From d79850e60c2418cceb6cc34f582f37d0736a871a Mon Sep 17 00:00:00 2001
From: Peter de Rivaz <peter.derivaz@argondesign.com>
Date: Mon, 23 Nov 2015 19:39:37 +0000
Subject: [PATCH] Bug fix for high bitdepth using flipped transforms.

Fixes mismatch and performance drop.

Change-Id: Ib99711eb3b78257a8105073e2b6d7031459357bb
---
 vp9/common/vp9_idct.c | 60 ++++++++++++++++++++++++++++++++++++++-----
 1 file changed, 54 insertions(+), 6 deletions(-)

diff --git a/vp9/common/vp9_idct.c b/vp9/common/vp9_idct.c
index a9431f4da..a6027a9a9 100644
--- a/vp9/common/vp9_idct.c
+++ b/vp9/common/vp9_idct.c
@@ -69,6 +69,57 @@ static void maybe_flip_strides(uint8_t **dst, int *dstride,
   }
 }
 
+#if CONFIG_VP9_HIGHBITDEPTH
+
+static void maybe_flip_strides16(uint16_t **dst, int *dstride,
+                                 tran_low_t **src, int *sstride,
+                                 int tx_type, int size) {
+  // Note that the transpose of src will be added to dst.
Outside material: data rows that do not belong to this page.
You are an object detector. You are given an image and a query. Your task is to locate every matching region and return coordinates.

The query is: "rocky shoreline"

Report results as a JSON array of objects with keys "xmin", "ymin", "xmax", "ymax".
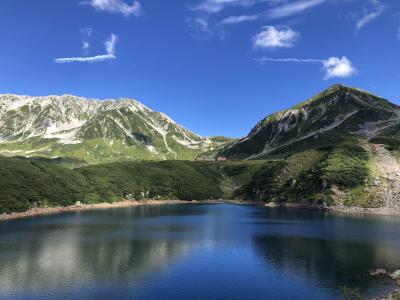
[
  {"xmin": 0, "ymin": 200, "xmax": 198, "ymax": 222},
  {"xmin": 2, "ymin": 199, "xmax": 400, "ymax": 223},
  {"xmin": 369, "ymin": 269, "xmax": 400, "ymax": 300},
  {"xmin": 264, "ymin": 202, "xmax": 400, "ymax": 217}
]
In order to LR
+  // flip the addends (in dst coordinates), we UD flip the src. To UD flip
+  // the addends, we UD flip the dst.
+  switch (tx_type) {
+    case DCT_DCT:
+    case ADST_DCT:
+    case DCT_ADST:
+    case ADST_ADST:
+      break;
+    case FLIPADST_DCT:
+    case FLIPADST_ADST:
+      // flip UD
+      FLIPUD_PTR(*dst, *dstride, size);
+      break;
+    case DCT_FLIPADST:
+    case ADST_FLIPADST:
+      // flip LR
+      FLIPUD_PTR(*src, *sstride, size);
+      break;
+    case FLIPADST_FLIPADST:
+      // flip UD
+      FLIPUD_PTR(*dst, *dstride, size);
+      // flip LR
+      FLIPUD_PTR(*src, *sstride, size);
+      break;
+    case DST_DST:
+    case DCT_DST:
+    case DST_DCT:
+    case DST_ADST:
+    case ADST_DST:
+      break;
+    case DST_FLIPADST:
+      // flip LR
+      FLIPUD_PTR(*src, *sstride, size);
+      break;
+    case FLIPADST_DST:
+      // flip UD
+      FLIPUD_PTR(*dst, *dstride, size);
+      break;
+    default:
+      assert(0);
+      break;
+  }
+}
+#endif
+
 void idst4(const tran_low_t *input, tran_low_t *output) {
   // {sin(pi/5), sin(pi*2/5)} * sqrt(2/5) * sqrt(2)
   static const int32_t sinvalue_lookup[] = {
@@ -2795,8 +2846,7 @@ void vp9_highbd_iht4x4_16_add_c(const tran_low_t *input, uint8_t *dest8,
   }
 
 #if CONFIG_EXT_TX
-  maybe_flip_strides((uint8_t**)&dest,
-                     &stride, &outp, &outstride, tx_type, 4 * 2);
+  maybe_flip_strides16(&dest, &stride, &outp, &outstride, tx_type, 4);
 #endif
 
   // Sum with the destination
@@ -2939,8 +2989,7 @@ void vp9_highbd_iht8x8_64_add_c(const tran_low_t *input, uint8_t *dest8,
   }
 
 #if CONFIG_EXT_TX
-  maybe_flip_strides((uint8_t**)&dest,
-                     &stride, &outp, &outstride, tx_type, 8 * 2);
+  maybe_flip_strides16(&dest, &stride, &outp, &outstride, tx_type, 8);
 #endif
 
   // Sum with the destination
@@ -3397,8 +3446,7 @@ void vp9_highbd_iht16x16_256_add_c(const tran_low_t *input, uint8_t *dest8,
   }
 
 #if CONFIG_EXT_TX
-  maybe_flip_strides((uint8_t**)&dest, &stride,
-                     &outp, &outstride, tx_type, 16 * 2);
+  maybe_flip_strides16(&dest, &stride, &outp, &outstride, tx_type, 16);
 #endif
 
   // Sum with the destination
-- 
2.40.0